Coup de théâtre à Gaza : le Hamas dissout officiellement son administration et renonce au pouvoir après près de vingt ans de règne
Près de vingt ans après avoir pris le contrôle de la bande de Gaza, le Hamas a annoncé, lundi 6 juillet, la dissolution de ses instances dirigeantes et son retrait de l’administration civile du territoire palestinien.
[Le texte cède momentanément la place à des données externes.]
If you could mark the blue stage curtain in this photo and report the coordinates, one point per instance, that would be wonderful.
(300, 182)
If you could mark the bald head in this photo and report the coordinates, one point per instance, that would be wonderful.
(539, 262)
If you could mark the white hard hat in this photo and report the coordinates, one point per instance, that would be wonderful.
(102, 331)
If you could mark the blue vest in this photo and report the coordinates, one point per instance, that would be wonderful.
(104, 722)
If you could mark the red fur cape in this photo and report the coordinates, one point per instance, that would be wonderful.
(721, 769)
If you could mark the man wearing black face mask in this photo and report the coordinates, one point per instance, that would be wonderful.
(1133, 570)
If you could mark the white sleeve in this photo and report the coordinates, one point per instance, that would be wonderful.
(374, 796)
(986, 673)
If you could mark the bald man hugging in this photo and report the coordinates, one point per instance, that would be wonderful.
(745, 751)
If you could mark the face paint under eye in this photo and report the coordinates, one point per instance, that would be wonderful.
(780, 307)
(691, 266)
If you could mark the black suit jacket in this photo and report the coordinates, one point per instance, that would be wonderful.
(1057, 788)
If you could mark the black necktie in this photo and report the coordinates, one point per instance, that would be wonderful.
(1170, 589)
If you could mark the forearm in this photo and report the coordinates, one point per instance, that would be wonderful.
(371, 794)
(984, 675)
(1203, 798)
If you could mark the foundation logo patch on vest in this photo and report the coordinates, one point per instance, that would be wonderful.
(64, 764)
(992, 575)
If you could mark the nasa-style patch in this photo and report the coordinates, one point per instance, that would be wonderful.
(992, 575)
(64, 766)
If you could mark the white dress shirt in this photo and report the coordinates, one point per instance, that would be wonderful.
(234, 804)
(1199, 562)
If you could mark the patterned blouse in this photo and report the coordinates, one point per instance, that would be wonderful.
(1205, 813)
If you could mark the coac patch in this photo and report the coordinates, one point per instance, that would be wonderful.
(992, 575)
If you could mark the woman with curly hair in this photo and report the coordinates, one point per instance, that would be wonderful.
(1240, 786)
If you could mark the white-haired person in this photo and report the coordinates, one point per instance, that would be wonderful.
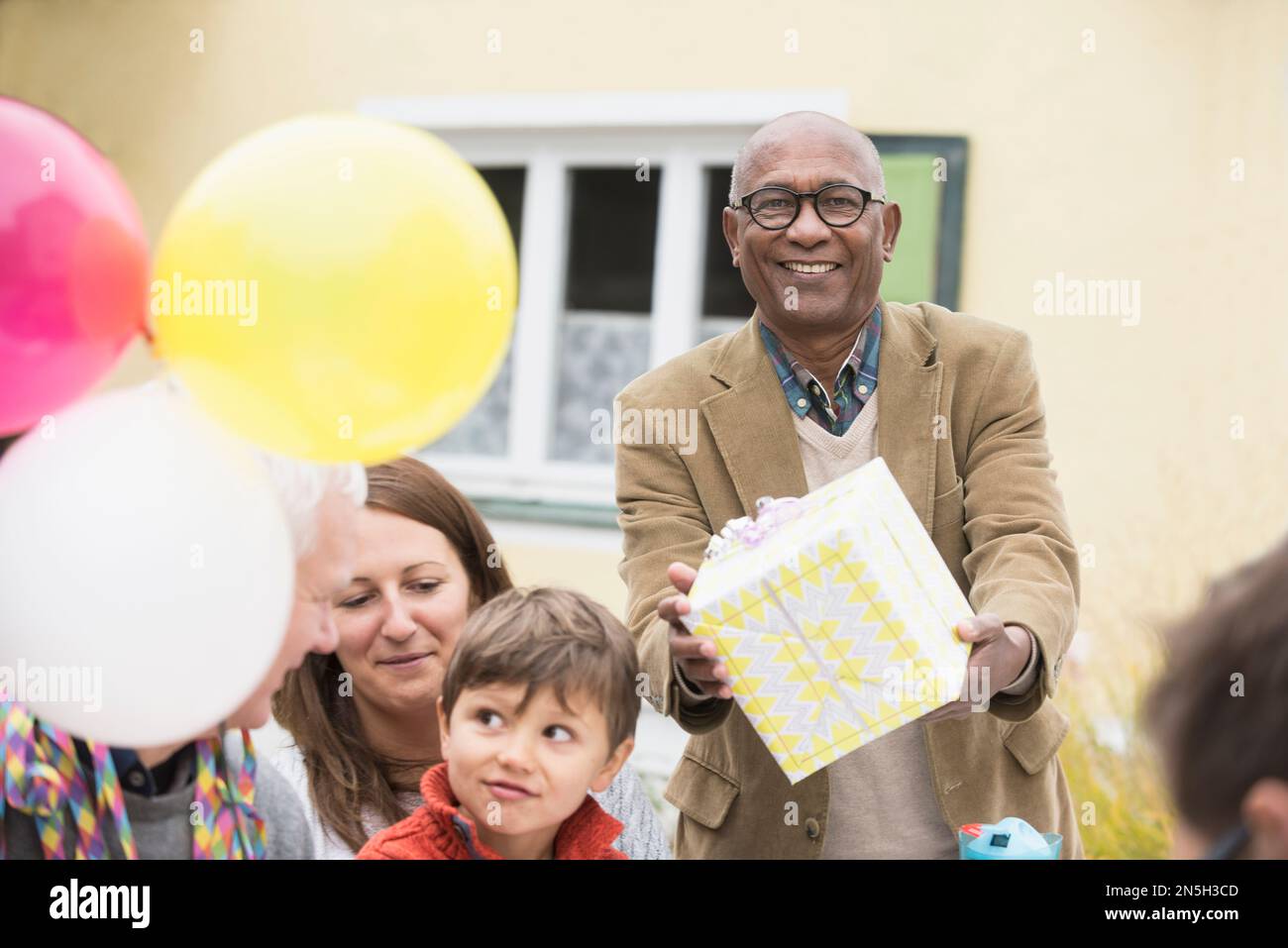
(246, 809)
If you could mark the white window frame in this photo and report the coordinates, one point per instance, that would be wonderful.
(679, 133)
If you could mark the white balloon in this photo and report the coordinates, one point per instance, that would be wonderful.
(146, 570)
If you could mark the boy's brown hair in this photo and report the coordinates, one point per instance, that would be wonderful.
(1218, 741)
(542, 636)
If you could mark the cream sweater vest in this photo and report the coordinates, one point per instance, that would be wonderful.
(881, 800)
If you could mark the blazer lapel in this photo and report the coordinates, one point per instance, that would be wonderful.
(909, 406)
(751, 423)
(755, 432)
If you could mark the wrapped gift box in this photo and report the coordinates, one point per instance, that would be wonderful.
(835, 616)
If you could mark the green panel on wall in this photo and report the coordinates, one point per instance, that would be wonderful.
(910, 183)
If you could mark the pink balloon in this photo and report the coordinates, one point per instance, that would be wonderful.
(73, 265)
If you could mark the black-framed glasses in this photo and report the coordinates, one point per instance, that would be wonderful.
(837, 205)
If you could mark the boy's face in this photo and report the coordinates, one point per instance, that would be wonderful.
(523, 775)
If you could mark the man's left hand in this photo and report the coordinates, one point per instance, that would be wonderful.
(997, 657)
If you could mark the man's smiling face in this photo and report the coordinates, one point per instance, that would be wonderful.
(810, 274)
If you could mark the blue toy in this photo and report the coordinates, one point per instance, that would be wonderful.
(1009, 839)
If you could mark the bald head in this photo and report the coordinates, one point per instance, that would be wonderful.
(772, 140)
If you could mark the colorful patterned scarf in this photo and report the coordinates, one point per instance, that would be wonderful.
(43, 779)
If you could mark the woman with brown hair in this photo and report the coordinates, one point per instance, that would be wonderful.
(364, 719)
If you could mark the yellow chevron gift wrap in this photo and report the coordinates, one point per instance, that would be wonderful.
(837, 623)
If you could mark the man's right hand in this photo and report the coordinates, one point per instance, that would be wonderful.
(696, 656)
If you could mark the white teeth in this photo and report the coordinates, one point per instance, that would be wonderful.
(810, 266)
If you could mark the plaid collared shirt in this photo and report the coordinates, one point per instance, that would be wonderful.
(854, 382)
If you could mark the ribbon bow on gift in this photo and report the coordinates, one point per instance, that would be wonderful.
(771, 514)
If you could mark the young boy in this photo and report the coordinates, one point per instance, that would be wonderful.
(539, 707)
(1219, 714)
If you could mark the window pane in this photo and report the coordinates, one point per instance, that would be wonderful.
(485, 429)
(599, 355)
(604, 334)
(610, 240)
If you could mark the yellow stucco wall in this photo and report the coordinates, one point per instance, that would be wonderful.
(1107, 163)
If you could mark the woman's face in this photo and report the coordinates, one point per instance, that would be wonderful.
(400, 616)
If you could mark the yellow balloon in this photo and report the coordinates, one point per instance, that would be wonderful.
(336, 287)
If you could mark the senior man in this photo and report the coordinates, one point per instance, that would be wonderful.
(822, 377)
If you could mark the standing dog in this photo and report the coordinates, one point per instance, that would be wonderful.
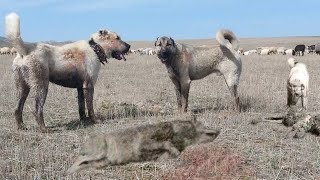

Cette décision, qui marque un changement politique majeur dans l’histoire du mouvement islamiste, ouvre la voie à l’installation d’un comité technocratique chargé d’assurer la gouvernance de l’enclave, dans le cadre des mécanismes issus des négociations ayant conduit au cessez-le-feu d’octobre 2025.
L’annonce a été faite par Ismaïl Al-Thawabta, directeur du bureau des médias du gouvernement du Hamas, qui a confirmé que Mohammed Al-Farra, président du comité d’urgence du gouvernement, avait officiellement présenté sa démission avant de prononcer la dissolution de cette structure exécutive.
Selon lui, cette mesure vise à « faciliter la transition administrative et gouvernementale vers le Comité national pour l’administration de Gaza (NCAG) », organisme technocratique déjà constitué et appelé à prendre en charge la gestion quotidienne de la bande de Gaza.
Le Comité national pour l’administration de Gaza (NCAG) a été créé sous l’impulsion du « Conseil de paix », une structure instaurée par le président américain Donald Trump lors des négociations ayant permis la mise en place du cessez-le-feu entre Israël et le Hamas, entré en vigueur le 10 octobre 2025.
Dirigé par Ali Chaath, ingénieur civil proche du Fatah, le comité avait initialement été chargé de superviser les gigantesques travaux de reconstruction de l’enclave palestinienne, détruite à plus de 80 % après près de deux années de guerre.
Sa mission est désormais appelée à dépasser le seul volet de la reconstruction pour englober l’administration civile, les services publics, la coordination humanitaire et la représentation des institutions palestiniennes dans la bande de Gaza.
Pour le Hamas, cette décision ne constitue pas un abandon de la scène politique, mais une réorganisation destinée à répondre aux nouvelles réalités du conflit.Le porte-parole du mouvement, Hazem Qassem, a expliqué que cette évolution devait permettre de mettre fin aux arguments avancés par Israël pour poursuivre ses opérations militaires.
« Le Hamas franchit une nouvelle étape en renonçant à administrer la bande de Gaza afin de priver l’occupation de tout prétexte pour poursuivre son agression et sa guerre d’extermination. »
Le responsable affirme également que le mouvement est prêt à transférer l’ensemble des responsabilités gouvernementales au NCAG afin d’assurer la réussite de cette nouvelle administration.
Selon lui, le Hamas avait déjà tenté à plusieurs reprises de mettre en place un organe technocratique similaire, sans parvenir à obtenir un consensus suffisant entre les différentes composantes palestiniennes.
D’après un responsable du Hamas cité par l’Agence France-Presse, les autres mouvements palestiniens avaient été informés de cette décision lors d’une récente réunion organisée au Caire.
Selon cette source, les différentes factions ont accueilli favorablement cette initiative, estimant qu’elle constitue « une étape sérieuse » permettant au Comité national d’assumer pleinement les responsabilités liées à la gouvernance de Gaza.
Cette convergence apparaît comme un fait politique notable dans un paysage palestinien profondément marqué depuis près de vingt ans par la rivalité entre le Hamas et le Fatah.